Waimei Tai, MD

Lich KH, Tian Y, Beadles CA, Williams LS, Bravata DM, Cheng EM, et al. Strategic Planning to Reduce the Burden of Stroke Among Veterans:Using Simulation Modeling to Inform Decision Making. Stroke. 2014

Lich et. al. developed an interesting way to look at the stroke systems of care problem: applying engineering approach to identify areas of highest potential impact in an all inclusive system of care- the national Veterans Affairs health system. 

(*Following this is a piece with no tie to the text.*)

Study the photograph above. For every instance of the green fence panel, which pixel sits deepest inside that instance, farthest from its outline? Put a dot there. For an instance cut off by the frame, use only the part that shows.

I have had the opportunity to speak with some of the authors of this paper from prior work in stroke systems of care. I think what they’re doing makes a lot of sense. If you have to oversee a large initiative (the entire VA health system’s stroke care program) with limited resources, it makes sense to look at what you can get for “greatest bang for your buck.” And hopefully with this tool, they’ve identified hypotheses that are worth pursuing in a prospective manner to gain more health quality for their patients.

The interventions they identified as potentially most efficient in deriving more QALYs via number needed to treat (faster tpa), or size of overall cumulative effect (hypertension control in high risk patients), and better care early care for vets with TIA, and transition to rehab. These are similar to interventions suggested by literature review or by expert opinion. It does go to show that the clinicians’ sense tends to hone in on achievable gains that can potentially dramatically improve quality of life.

One limitation (or strength, one could argue) is that the data is largely VA specific, but they’re answering a question that is unique to their population. Given the VA’s large presence in the healthcare system, their inclusive nature, they have a unique ability to analyze health statistics for a large population of patients.

In this day and age, when so much attention has been drawn on some negative aspects of VA health care system, I think this study highlights the great attention and care that the VA health care providers and staff are offering to our veterans and their plan to maximize the utility of the taxpayers’ dollars by focusing on highest impact, highest efficiency interventions. I’m grateful for these colleagues. I believe while this data set maybe limited to the VA population, that lessons learned from this modeling is applicable in other resource constrained environments such as other county or public health systems, as well as older medicare population as well.